Il buono non fa bene a Garrone

Chi scrive ritiene Matteo Garrone il più  importante regista italiano della sua generazione (senza offesa per Sorrentino) e attende sempre con ansia l'uscita di ogni suo film. Chi altri può vantare perle come L'imbalsamatore o Dogman tra le sue opere? La mancata selezione a Cannes 2023, dove Garrone è  di casa, ha prolungato ulteriormente l'attesa di questo film, ma lo sbarco a Venezia gli ha regalato un premio per la Miglior regia. 

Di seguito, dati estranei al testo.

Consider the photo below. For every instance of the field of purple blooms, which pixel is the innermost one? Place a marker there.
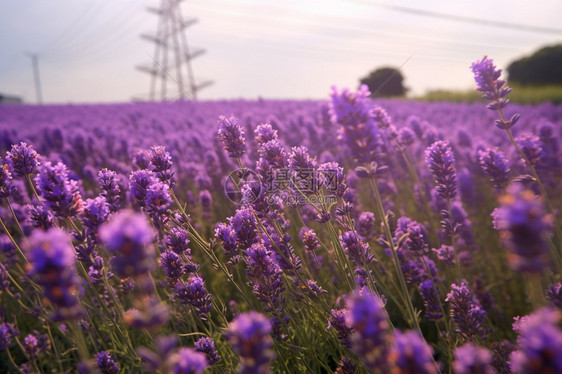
(342, 236)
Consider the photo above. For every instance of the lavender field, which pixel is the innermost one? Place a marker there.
(347, 235)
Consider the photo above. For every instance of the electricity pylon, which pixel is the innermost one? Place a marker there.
(172, 53)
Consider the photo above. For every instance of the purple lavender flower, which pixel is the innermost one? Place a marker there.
(273, 154)
(337, 320)
(189, 361)
(357, 250)
(365, 225)
(332, 178)
(281, 247)
(495, 165)
(7, 333)
(265, 276)
(4, 279)
(232, 136)
(141, 159)
(52, 262)
(23, 159)
(446, 254)
(161, 162)
(244, 225)
(206, 200)
(110, 188)
(493, 89)
(106, 363)
(430, 296)
(466, 312)
(554, 294)
(471, 359)
(381, 116)
(6, 188)
(129, 237)
(177, 241)
(193, 292)
(207, 345)
(157, 202)
(406, 136)
(410, 353)
(95, 271)
(227, 235)
(354, 112)
(367, 316)
(309, 239)
(60, 194)
(139, 183)
(250, 337)
(313, 289)
(523, 227)
(440, 161)
(416, 241)
(531, 147)
(264, 133)
(173, 265)
(96, 211)
(540, 343)
(35, 343)
(346, 366)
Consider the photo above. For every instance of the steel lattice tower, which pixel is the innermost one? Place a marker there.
(172, 53)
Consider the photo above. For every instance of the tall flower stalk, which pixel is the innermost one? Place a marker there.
(495, 91)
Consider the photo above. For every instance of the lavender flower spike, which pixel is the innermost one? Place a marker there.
(250, 337)
(60, 194)
(493, 89)
(523, 227)
(207, 345)
(440, 161)
(495, 166)
(52, 260)
(106, 363)
(471, 359)
(540, 343)
(23, 159)
(189, 361)
(410, 353)
(232, 136)
(466, 312)
(367, 316)
(129, 237)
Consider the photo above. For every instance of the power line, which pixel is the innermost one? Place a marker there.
(457, 18)
(170, 42)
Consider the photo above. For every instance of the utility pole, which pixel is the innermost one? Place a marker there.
(35, 62)
(172, 55)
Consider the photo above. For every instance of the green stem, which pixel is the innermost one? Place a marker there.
(388, 233)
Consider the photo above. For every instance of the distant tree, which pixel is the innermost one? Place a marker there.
(384, 82)
(541, 68)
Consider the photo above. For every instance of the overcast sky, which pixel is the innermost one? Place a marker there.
(88, 50)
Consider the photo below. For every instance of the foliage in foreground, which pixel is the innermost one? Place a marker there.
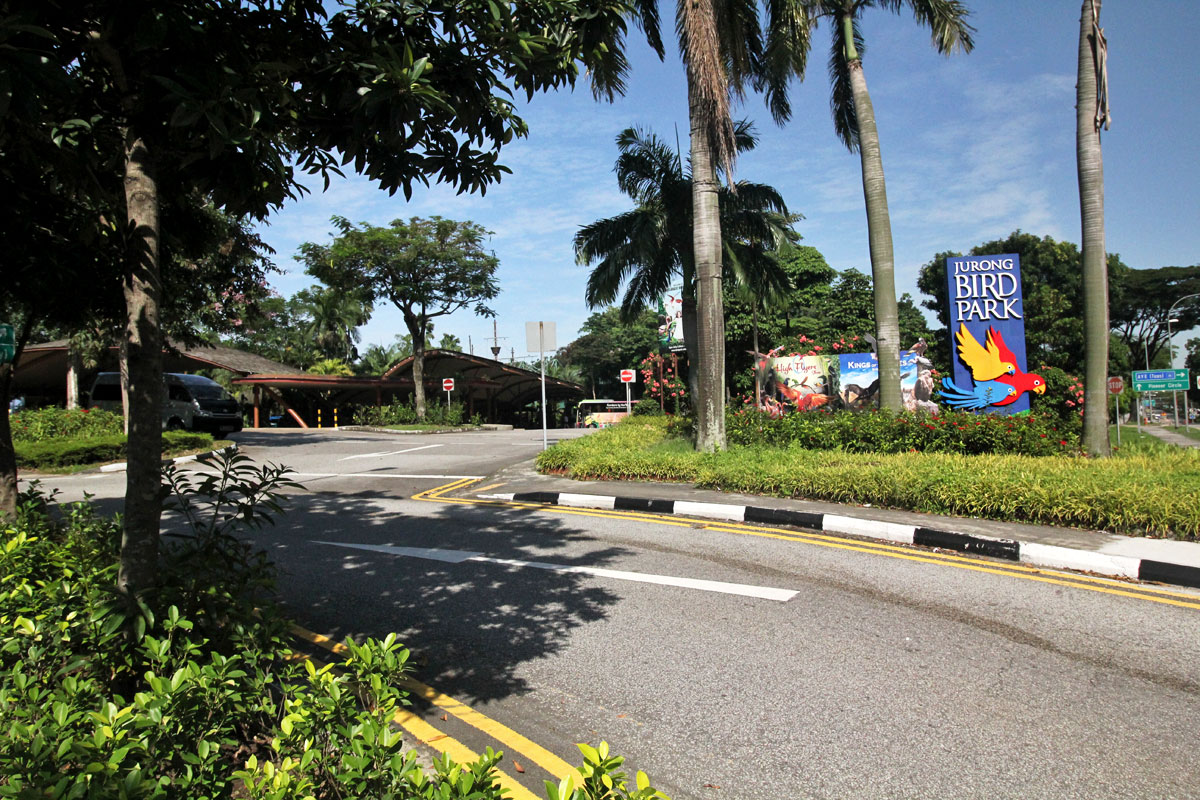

In effetti la regia asciutta, ma indagatrice dell'anima è senza dubbio la qualità migliore del film. La macchina da presa di Garrone non smette mai di scrutare gli sguardi dei protagonisti e sono proprio quelli a raccontare ciò che le parole non possono fare. 

Ma è la sceneggiatura questa volta a tradire Garrone. Da un lato racconta in modo quasi documentaristico il viaggio dei due giovani nigeriani e tutte le angherie a cui sono sottoposti. Fin qui tutto ok, anzi, lo rende un film da mostrare a più italiani ed europei possibile, ma la scelta di un protagonista sempre così perfetto e corretto a far storcere il naso. Il protagonista è  un buono a tutto tondo, non ha mai un tentennamento, neanche di fronte alle prove più tremende. Un eroe senza macchia che alla fine, presumiamo, perché non ci viene mostrato neppure questo, la sua stessa innocenza finirà  per mettere nei guai. 

E non bastano un paio di inserti onirici, visivamente ad onor del vero stupendi, poco amalgamati col testo del film a salvarlo. Avere in protagonista buono, cosa che accade più nel suo cinema se non dagli esordi, sembra averlo depotenziato e questo è  davvero un peccato. 

Resta un grande regista che riesce sempre a piazzare la macchina da presa nel posto giusto, e la prima parte a Dakar è  a dir poco trascinante, gran direttore di attori (i due esordienti sono cosi veri e freschi da lasciare a bocca aperta), che forse decidendo per una colta di fare un film nevessario si è  fatto prendere troppo la mano. Vedetelo comunque, vi fara malamente bene.